Highlight 12--Protecting the Everglades Ecosystem

Everglades National Park, the magnificent "River of Grass" in South Florida, is threatened by enormous water demands for rapid urban development and water diversions for intensive agriculture and flood control. The flow of freshwater through the Everglades into Florida Bay at the southern coastal tip of Florida is critical to the well-being of this fragile ecosystem. The USGS is participating in a multibillion dollar restoration program, in partnership with other Federal agencies, to mitigate the impact of current water management policies in South Florida. A major concern is the degree of saltwater intrusion into the aquifer underlying the Everglades, causing changes in plant communities that adversely affect fish and wildlife habitats.

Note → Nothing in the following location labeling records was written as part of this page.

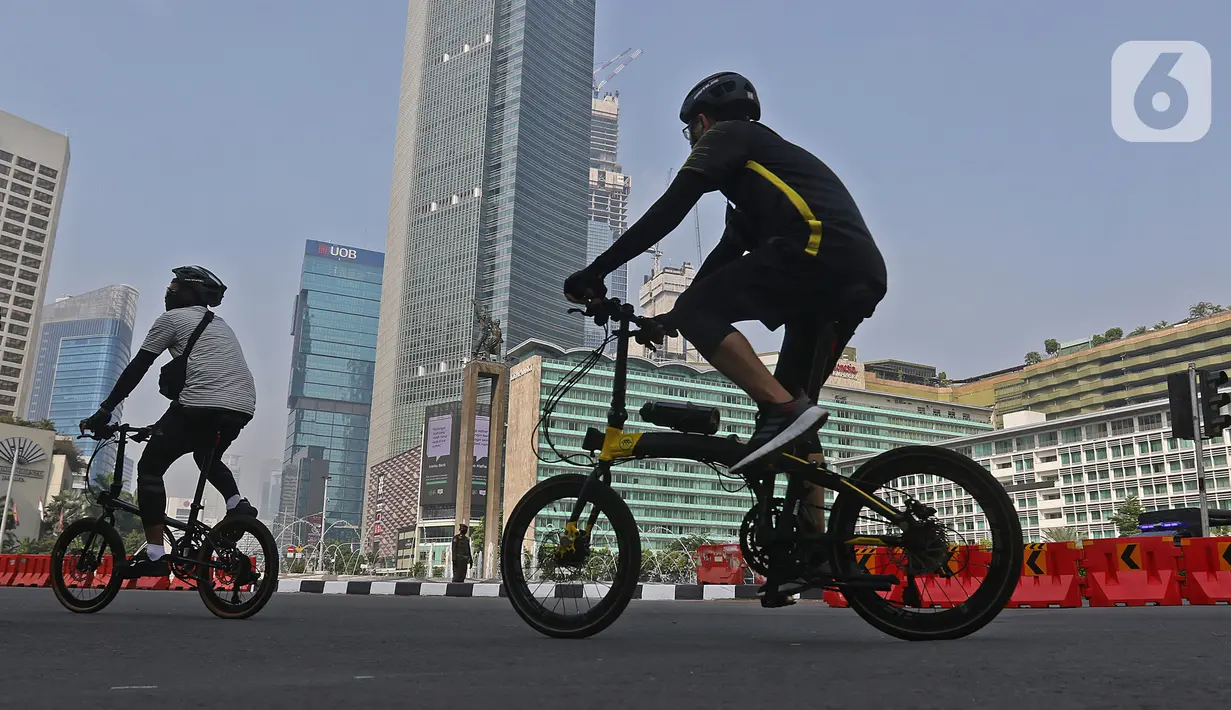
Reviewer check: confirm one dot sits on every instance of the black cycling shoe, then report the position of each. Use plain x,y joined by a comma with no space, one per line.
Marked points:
779,427
243,508
142,566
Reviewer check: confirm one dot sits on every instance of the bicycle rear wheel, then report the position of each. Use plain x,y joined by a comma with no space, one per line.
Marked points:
547,570
959,564
78,565
245,572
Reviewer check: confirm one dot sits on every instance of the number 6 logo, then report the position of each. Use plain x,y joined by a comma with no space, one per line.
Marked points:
1161,91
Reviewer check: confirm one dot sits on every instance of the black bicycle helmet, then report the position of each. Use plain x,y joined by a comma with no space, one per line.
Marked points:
726,91
208,288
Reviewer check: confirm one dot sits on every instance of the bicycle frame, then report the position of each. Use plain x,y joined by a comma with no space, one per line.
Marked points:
614,444
111,498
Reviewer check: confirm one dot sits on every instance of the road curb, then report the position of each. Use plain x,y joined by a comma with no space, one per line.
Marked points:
410,588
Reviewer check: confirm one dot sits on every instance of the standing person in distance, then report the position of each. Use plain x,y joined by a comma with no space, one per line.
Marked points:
212,398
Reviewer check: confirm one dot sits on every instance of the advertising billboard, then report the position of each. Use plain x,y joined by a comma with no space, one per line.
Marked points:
440,468
438,473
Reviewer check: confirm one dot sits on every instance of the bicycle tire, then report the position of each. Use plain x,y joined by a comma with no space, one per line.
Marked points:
1002,575
268,581
628,566
112,539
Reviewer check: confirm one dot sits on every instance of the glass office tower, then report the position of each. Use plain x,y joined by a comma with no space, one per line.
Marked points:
489,196
84,343
335,337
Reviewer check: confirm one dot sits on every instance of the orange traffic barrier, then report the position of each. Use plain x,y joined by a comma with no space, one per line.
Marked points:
9,569
1206,570
1049,577
719,565
33,571
1133,571
966,567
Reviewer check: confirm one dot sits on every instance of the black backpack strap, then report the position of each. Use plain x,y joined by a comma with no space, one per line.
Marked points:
196,334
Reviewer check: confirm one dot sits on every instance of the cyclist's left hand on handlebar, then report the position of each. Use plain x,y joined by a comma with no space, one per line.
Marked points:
654,331
585,287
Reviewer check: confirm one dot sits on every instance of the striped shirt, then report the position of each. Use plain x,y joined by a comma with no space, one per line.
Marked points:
218,374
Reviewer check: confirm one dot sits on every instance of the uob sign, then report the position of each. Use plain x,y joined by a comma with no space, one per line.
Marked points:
339,251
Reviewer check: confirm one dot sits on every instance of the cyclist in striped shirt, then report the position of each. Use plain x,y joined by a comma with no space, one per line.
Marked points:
217,400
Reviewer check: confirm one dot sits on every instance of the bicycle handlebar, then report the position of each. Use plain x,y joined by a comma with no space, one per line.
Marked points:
612,309
106,432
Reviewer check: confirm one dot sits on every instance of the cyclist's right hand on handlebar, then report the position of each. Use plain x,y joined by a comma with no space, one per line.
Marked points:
585,287
96,421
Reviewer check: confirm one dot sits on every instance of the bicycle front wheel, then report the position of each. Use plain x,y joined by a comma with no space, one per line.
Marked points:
85,565
959,561
565,583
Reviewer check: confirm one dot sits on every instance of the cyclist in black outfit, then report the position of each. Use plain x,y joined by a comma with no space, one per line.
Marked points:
794,244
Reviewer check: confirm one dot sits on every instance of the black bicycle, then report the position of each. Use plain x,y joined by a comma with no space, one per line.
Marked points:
234,565
922,542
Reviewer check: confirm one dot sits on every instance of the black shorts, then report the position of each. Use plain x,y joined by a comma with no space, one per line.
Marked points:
777,286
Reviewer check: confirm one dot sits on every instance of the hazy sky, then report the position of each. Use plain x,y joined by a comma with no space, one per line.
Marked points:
975,137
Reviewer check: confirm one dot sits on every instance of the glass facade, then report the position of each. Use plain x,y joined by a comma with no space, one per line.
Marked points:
489,193
598,236
673,497
84,343
1074,473
330,398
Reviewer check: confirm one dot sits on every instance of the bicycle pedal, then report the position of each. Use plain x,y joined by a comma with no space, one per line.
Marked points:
875,582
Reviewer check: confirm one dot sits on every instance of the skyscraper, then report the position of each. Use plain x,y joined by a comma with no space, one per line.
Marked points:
488,201
33,166
84,343
335,331
608,196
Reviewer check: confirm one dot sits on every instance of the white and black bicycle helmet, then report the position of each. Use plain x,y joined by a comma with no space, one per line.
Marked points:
726,94
202,282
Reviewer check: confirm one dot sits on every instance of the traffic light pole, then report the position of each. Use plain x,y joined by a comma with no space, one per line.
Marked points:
1197,446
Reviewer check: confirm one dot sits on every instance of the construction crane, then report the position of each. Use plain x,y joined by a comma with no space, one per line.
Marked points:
617,70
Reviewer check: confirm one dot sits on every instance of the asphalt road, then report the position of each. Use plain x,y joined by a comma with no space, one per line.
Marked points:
308,651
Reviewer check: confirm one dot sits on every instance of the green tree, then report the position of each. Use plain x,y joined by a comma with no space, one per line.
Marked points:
1126,514
1200,309
1060,534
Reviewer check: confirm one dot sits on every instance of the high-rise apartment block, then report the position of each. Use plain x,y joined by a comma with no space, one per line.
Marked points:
332,358
488,204
33,167
84,343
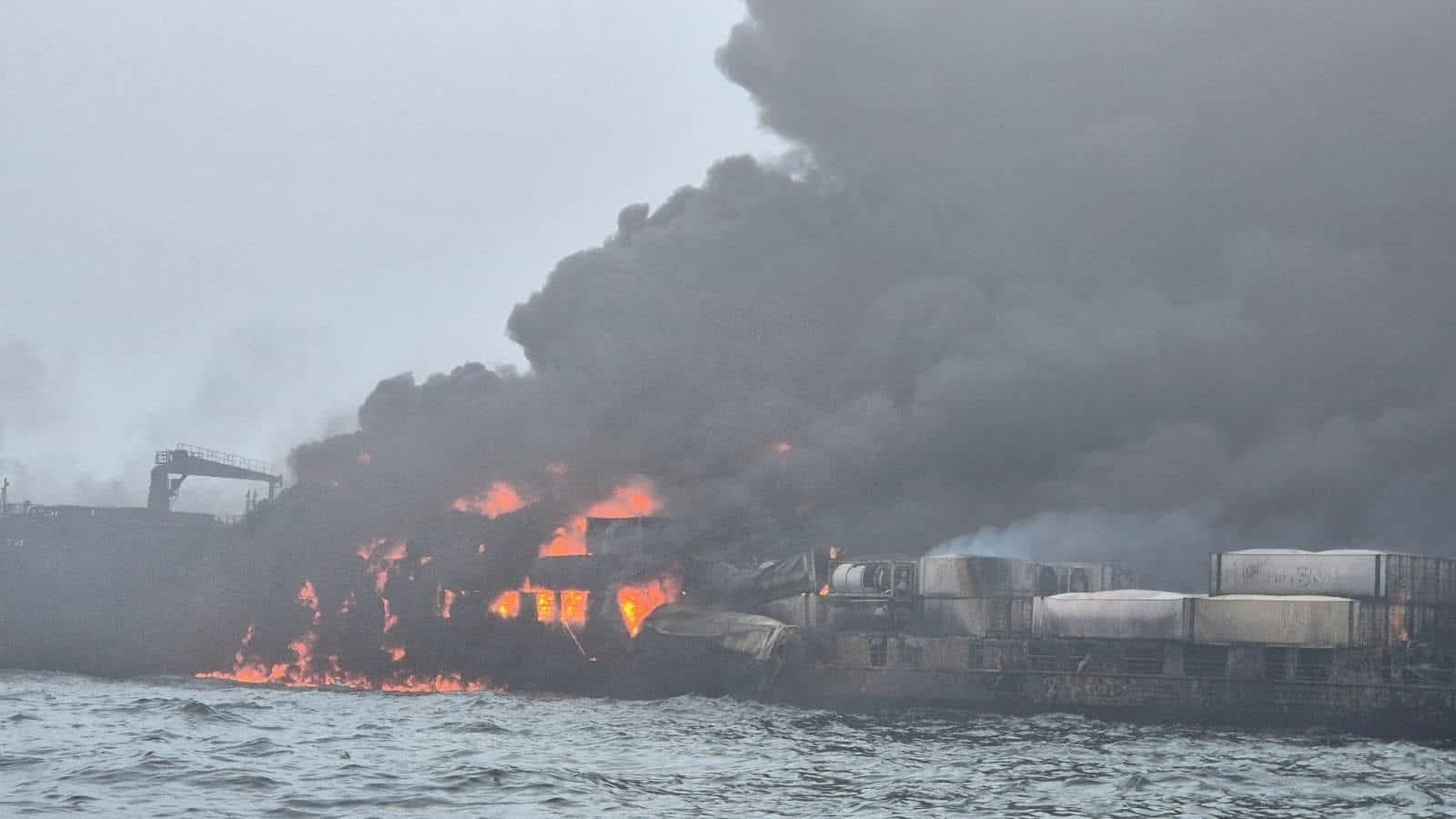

USGS scientists use a helicopter-borne electromagnetic device to conduct rapid and economical surveys of aquifer quality where ground access is difficult; these surveys determine ground-water salinity by mapping changes in electrical resistivity of shallow subsurface rocks. The surveys have demonstrated an abrupt increase in resistivity 5-10 km (3-6 miles) inland from Florida Bay, corresponding to the infiltration of seawater beneath the Everglades (fig. 12). In addition to mapping saltwater intrusion, these surveys monitor changes in subsurface conditions and help constrain regional flow models. The imprint of human activity is dramatically apparent at several locations within the park, particularly along old roads and canals. This information is contributing to strategies that the NPS is using to protect living resources in the endangered Everglades ecosystem.

Figure 12. Satellite image showing mapped area and map showing saltwater intrusion beneath the Everglades. Ground-water salinity can be determined by mapping changes in electrical resistivity of subsurface rocks. Increases in resistivity (measured in ohm-meters) correspond to the incursion of seawater beneath the Everglades. From Fitterman (1996).